Die Staatsanwaltschaft wirft ihnen Bilanzfälschung vor, bei Fell geht es zusätzlich um mutmaßliche Marktmanipulation. Bei einer Verurteilung drohen den Managern im äußersten Fall mehrjährige Freiheitsstrafen. Beide haben die Anschuldigungen zurückgewiesen.

Die HRE-Pleite ist in Deutschland bis heute das wichtigste Kapitel der Finanzkrise, die 2007 in den USA wegen fauler Hypothekenkredite ausbrach und sehr schnell Finanzinstitute rund um den Globus ins Schlingern brachte. Im September 2008 wurde das Münchner Institut vom Steuerzahler mit fast zehn Milliarden Euro gerettet, hinzu kamen Garantien bis zu 124 Milliarden Euro. Der HRE wurde zum Verhängnis, dass sie wegen des Misstrauens an den Finanzmärkten kein frisches Geld mehr bekam. Die Refinanzierung brach zusammen. Es folgte eine dramatische Rettungsaktion, die die Bundesregierung an zwei Wochenenden eintütete. Maßgeblich beteiligt waren der damalige Deutsche-Bank-Chef Josef Ackermann und der damalige Finanzminister Peer Steinbrück, der von einer "geordneten Abwicklung" sprach.
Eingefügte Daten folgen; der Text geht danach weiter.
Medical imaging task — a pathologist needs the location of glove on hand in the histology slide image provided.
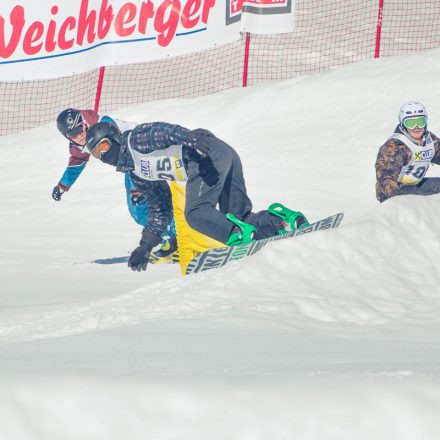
[199,156,220,186]
[187,131,212,157]
[130,189,146,206]
[52,185,64,202]
[128,228,161,272]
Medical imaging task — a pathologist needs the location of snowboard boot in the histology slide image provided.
[226,213,256,246]
[150,237,179,262]
[267,203,309,235]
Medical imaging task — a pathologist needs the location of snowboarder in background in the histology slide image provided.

Laut Anklage hatten Funke und Fell die Lage der Bank zuvor geschönt.

Funke flüchtete nach seinem erzwungenen Rücktritt vor dem Zorn der deutschen Öffentlichkeit nach Mallorca und betätigte sich dort vorübergehend als Immobilienmakler. Für zusätzliche Empörung sorgte, dass er seinen früheren Arbeitgeber auf millionenschwere Gehalts- und Pensionsansprüche verklagte. Dieser Streit dauert an. Der heute 61-Jährige betrachtet sich als Bauernopfer. Sein Anwalt Wolfgang Kreuzer will einen Freispruch erreichen. Funkes Argumentation: Die Hypo Real Estate sei in der Finanzkrise schlecht geredet worden, um eine Bankenrettung zu inszenieren. "Man hat die exemplarische Rettung einer Bank gebraucht, um das Vertrauen in das Bankensystem zu stärken", sagt Kreuzer im Gespräch mit Reuters. Funke wolle sich im Prozess umfassend zu den Vorwürfen und seiner damaligen Rolle äußern, aber erst ab Dienstag.

INS GEFÄNGNIS MUSSTE BISLANG NIEMAND



Zum Prozessauftakt am Montag werden die Verlesung der Anklage durch die Staatsanwaltschaft und eine Stellungnahme des Mitangeklagten Fell erwartet. Das Gericht plant vorläufig 17 Verhandlungstage bis September.

Während der jahrelangen Ermittlungen schmolzen die Vorwürfe der Staatsanwaltschaft bereits deutlich zusammen. Verfahren gegen sechs weitere ehemalige HRE-Vorstände wurden gegen Geldauflagen eingestellt. Ein von der HRE-Hauptversammlung beauftragter Gutachter vertrat die Auffassung, dass die HRE-Banker trotz Managementfehlern nicht schuld an der Existenzkrise gewesen seien. Allerdings urteilte das Oberlandesgericht München in einem von Aktionären geführten Schadenersatzprozess, der HRE-Vorstand habe Anleger getäuscht. Dieser Schadenersatzstreit liegt nun beim Bundesgerichtshof.

Andere Strafprozesse gegen Vorstände deutscher Banken, die sich in der Finanzkrise verhoben hatten, endeten mit Freisprüchen, Einstellungen oder Bewährungsstrafen. Ins Gefängnis musste bisher niemand. Nach Ansicht mehrerer Gerichte waren unternehmerische Fehlentscheidungen nicht mit kriminellem Verhalten gleichzusetzen.